Als hoogleraar (1827-1856) neemt Muller tientallen jaren een spilfunctie in de doopsgezinde wereld in. Hij oefent grote invloed uit op de gang van zaken in de gemeenten. De Réveil-aanhanger ds. J. de Liefde, die later de stichting Tot Heil des Volks in Amsterdam zal oprichten, ondervindt daar in Zutphen de gevolgen van.
Theologisch zet Muller zijn stempel op zijn leerlingen. In allerlei felle polemieken schermt hij zijn positie zowel bestuurlijk als theologisch af. Het is jammer dat Verbeek Mullers theologische overtuigingen niet op een rijtje heeft gezet. Nu krijgt de lezer via al die polemieken slechts beperkt en fragmentarisch zicht op zijn positie als bijbels supranaturalist. Wat dat precies inhoudt, blijft onduidelijk.
Verbeek typeert Mullers theologische opvattingen als verwant met de zogenaamde Groninger theologie van P. Hofstede de Groot en de zijnen. Hij neemt een middenpositie in tussen het oud-liberalisme en het Réveil. Van te vergaande vrijzinnigheid moet hij niets hebben. Levenslang heeft bij Muller echter het verstand het primaat boven de openbaring. Hij aanvaart niet de godheid van Christus, maar ziet Hem wel als Verlosser. Muller bestrijdt een al te optimistische mensvisie.
Groot netwerk
In de eerste helft van de negentiende eeuw streeft de Doopsgezinde Broederschap naar een gelijkwaardige positie met andere kerken, vooral de Nederlandse Hervormde Kerk. Rechtens had de broederschap deze positie vanaf de scheiding van kerk en staat in 1796. De praktijk was echter anders. Daarom komt in Mullers tijd een proces op gang van institutionalisering, professionalisering en profilering. De Doopsgezinde Broederschap verwerft onder zijn stimulerende leiding een gerespecteerde plaats in kerkelijk Nederland.

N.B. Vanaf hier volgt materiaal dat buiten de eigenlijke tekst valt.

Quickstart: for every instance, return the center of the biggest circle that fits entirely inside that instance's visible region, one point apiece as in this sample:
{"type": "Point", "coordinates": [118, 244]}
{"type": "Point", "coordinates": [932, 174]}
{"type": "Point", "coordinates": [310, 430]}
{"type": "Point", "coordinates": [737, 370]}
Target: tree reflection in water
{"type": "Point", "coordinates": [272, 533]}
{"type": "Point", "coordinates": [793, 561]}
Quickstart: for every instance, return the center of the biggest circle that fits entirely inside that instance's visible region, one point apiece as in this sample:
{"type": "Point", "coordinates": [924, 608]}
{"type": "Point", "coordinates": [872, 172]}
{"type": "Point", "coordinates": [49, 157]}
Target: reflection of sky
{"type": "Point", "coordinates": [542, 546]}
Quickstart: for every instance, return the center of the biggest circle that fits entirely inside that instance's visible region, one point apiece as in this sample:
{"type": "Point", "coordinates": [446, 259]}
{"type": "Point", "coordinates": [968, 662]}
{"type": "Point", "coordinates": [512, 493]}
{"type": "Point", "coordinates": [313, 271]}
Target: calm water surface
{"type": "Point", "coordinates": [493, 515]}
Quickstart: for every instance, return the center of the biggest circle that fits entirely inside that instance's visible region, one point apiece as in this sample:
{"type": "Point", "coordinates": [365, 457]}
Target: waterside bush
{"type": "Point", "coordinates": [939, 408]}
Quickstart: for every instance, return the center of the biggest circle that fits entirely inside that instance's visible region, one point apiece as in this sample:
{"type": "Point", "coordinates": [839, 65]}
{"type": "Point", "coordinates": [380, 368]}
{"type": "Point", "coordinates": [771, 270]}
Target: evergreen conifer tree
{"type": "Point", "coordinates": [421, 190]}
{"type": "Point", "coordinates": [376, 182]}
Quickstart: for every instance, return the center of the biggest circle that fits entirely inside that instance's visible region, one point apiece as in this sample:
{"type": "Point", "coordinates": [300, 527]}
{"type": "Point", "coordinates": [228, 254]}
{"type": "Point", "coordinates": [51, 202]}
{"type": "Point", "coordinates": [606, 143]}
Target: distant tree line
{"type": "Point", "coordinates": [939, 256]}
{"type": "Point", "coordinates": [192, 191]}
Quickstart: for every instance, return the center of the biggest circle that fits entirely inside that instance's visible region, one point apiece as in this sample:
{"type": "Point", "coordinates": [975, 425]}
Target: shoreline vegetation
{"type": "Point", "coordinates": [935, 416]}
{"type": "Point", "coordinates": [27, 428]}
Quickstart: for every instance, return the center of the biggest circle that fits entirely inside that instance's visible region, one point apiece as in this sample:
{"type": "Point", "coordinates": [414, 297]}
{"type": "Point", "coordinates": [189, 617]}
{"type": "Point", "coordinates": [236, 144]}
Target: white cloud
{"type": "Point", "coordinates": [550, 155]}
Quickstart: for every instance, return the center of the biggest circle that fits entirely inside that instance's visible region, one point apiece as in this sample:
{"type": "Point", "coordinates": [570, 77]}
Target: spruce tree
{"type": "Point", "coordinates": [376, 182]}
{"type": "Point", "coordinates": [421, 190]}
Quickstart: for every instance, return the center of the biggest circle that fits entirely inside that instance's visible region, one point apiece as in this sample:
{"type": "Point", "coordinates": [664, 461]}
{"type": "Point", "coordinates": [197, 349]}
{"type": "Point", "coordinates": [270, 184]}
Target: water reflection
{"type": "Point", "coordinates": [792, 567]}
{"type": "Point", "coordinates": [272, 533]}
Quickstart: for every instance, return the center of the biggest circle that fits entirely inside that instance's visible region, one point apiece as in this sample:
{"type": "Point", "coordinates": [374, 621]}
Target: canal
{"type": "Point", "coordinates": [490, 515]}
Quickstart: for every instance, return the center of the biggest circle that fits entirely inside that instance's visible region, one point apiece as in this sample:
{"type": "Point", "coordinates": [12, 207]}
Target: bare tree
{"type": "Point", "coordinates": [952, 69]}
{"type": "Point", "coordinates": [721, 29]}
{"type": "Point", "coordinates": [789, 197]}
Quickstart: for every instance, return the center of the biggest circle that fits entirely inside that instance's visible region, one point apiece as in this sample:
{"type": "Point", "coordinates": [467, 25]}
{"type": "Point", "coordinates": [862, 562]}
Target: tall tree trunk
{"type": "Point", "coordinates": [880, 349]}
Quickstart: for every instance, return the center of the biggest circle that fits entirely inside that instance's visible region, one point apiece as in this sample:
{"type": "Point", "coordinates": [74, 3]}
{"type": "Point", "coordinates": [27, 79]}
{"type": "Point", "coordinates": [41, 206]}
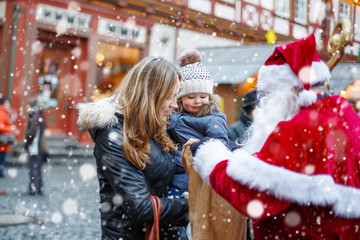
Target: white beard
{"type": "Point", "coordinates": [279, 105]}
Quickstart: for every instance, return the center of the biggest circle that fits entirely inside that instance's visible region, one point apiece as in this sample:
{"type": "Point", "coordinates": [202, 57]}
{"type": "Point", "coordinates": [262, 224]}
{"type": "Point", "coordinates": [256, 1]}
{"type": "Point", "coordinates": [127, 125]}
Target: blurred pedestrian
{"type": "Point", "coordinates": [237, 130]}
{"type": "Point", "coordinates": [5, 128]}
{"type": "Point", "coordinates": [297, 175]}
{"type": "Point", "coordinates": [133, 153]}
{"type": "Point", "coordinates": [35, 145]}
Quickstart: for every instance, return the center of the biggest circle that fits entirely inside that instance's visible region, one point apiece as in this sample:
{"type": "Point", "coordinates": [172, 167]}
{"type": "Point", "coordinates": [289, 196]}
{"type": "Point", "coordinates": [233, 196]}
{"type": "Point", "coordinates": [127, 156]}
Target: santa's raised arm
{"type": "Point", "coordinates": [298, 174]}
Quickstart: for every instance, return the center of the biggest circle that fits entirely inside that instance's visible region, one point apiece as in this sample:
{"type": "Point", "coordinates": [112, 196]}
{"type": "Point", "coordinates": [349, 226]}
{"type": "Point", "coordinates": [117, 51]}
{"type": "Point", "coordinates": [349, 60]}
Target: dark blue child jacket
{"type": "Point", "coordinates": [183, 126]}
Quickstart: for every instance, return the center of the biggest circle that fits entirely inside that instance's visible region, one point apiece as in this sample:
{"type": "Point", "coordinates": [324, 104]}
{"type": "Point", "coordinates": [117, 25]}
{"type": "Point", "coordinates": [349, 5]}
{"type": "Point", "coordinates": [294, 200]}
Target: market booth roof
{"type": "Point", "coordinates": [233, 65]}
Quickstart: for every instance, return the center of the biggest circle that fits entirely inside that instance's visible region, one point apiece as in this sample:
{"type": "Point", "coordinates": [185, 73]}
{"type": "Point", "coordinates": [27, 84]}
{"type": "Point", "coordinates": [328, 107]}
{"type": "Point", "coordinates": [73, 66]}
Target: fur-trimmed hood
{"type": "Point", "coordinates": [97, 114]}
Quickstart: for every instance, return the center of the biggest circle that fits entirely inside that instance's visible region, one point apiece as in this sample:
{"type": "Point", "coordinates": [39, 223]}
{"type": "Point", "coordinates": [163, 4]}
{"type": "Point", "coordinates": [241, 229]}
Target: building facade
{"type": "Point", "coordinates": [66, 52]}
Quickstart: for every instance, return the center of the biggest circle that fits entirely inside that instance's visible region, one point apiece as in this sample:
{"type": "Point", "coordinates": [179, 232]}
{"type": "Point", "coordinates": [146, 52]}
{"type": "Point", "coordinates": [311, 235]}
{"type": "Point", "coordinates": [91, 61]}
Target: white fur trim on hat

Muller kan in zijn ”Herinneringen” (1866) terugkijken op een geslaagd leven. Hij beseft echter dat de doopsgezinde organisatie en eenheid die onder zijn leiding tot stand zijn gekomen, ernstig worden bedreigd door het zich snel verspreidende modernisme.
Muller onderhoudt een groot netwerk. Hij verkruimelt zijn tijd met het schrijven van talloze brieven aan contacten in binnen- en buitenland, aan polemieken, recensies, corrigeerarbeid en bestuurswerk. Aan wetenschappelijk werk van enig formaat komt de hoogleraar niet toe.
De aard van het materiaal waarmee Muller zich bezighield en de gedetailleerdheid waarmee een en ander is weergegeven, roept enige gereserveerdheid op bij het lezen van de aankondiging op de achterflap. Verbeek heeft vele wetenswaardigheden opgediept, maar ”vlot geschreven” is voor diverse thematische hoofdstukken toch wat veel gezegd.